Vice Squad
Friday, April 25, 2008
 
Another Cost of Criminalising Vice


The officers responsible for killing Sean Bell following his bachelor party at a strip club have been acquitted of all charges by a New York judge. I have not followed the case or the testimony so for the sake of this post I will accept that the verdict is reasonable. Other cases of police shootings of unarmed people -- most notably the Diallo killing -- also have resulted in exoneration for the police. (There might be an argument that those shot in the Bell case used their car as a weapon, but even if true, that only occurred because they were suddenly cut-off and boxed in by unmarked police cars. Here's a New York magazine article with many of the details.)

Sean Bell is dead, and there is no criminal responsibility for the police. It isn't hard to understand the latter part. Police have to make split-second decisions in highly uncertain and stressful situations. Lethal force, which can be applied at a distance, is widely available. A police officer who guesses that a suspect is holding a cell phone could easily be killed, if that guess is wrong and the object turns out to be a gun. (The first police officer to shoot in the Bell case believed from overheard conversations inside the club that a gun might be present.) I think that this is one of the main reasons that courts are extremely reluctant to convict police after the shooting of an unarmed citizen.

But what is the lesson? Well, it is a general point in public policy: the less effective are after-the-fact sanctions, the stronger the case for imposing before-the-fact controls. It is very difficult, and perhaps even undesirable in most circumstances, to hold police accountable for errors in judgment that result in the death of innocent (or even guilty!) civilians. Therefore, one should only initiate police/citizen encounters when the stakes are high. The police who killed Sean Bell were at the strip club as part of an anti-prostitution sting operation.

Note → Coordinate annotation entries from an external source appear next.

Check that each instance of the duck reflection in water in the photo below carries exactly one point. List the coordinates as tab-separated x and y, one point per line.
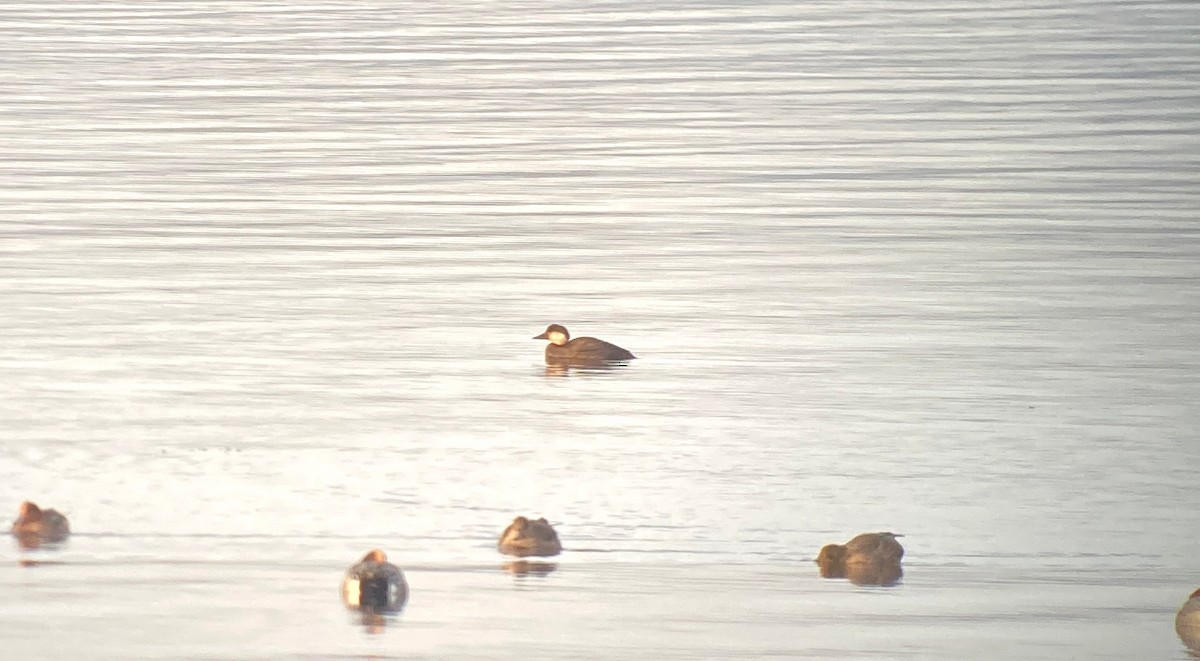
581	352
529	568
1187	623
375	587
526	536
36	527
868	559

The criminalisation of prostitution puts prostitutes, clients, and police at great risk. The toll in the US is small relative to the deaths brought on by the criminalisation of drugs, but it is significant nonetheless. The criminalisation of prostitution isn't necessary -- many places get by just fine with legal, regulated prostitution. Even if prostitution policing were perfect and costless, and even if prostitutes were not put at great risk from clients in a prohibition regime, I would not favor the criminalisation of prostitution. But the violence suffered -- by prostitutes, johns, and police -- as a result of criminalisation makes a strong case for a legal, regulated adult sex market. One of the enduring mysteries of vice policy is why this steady violence has had so little impact on improving public policy towards prostitution.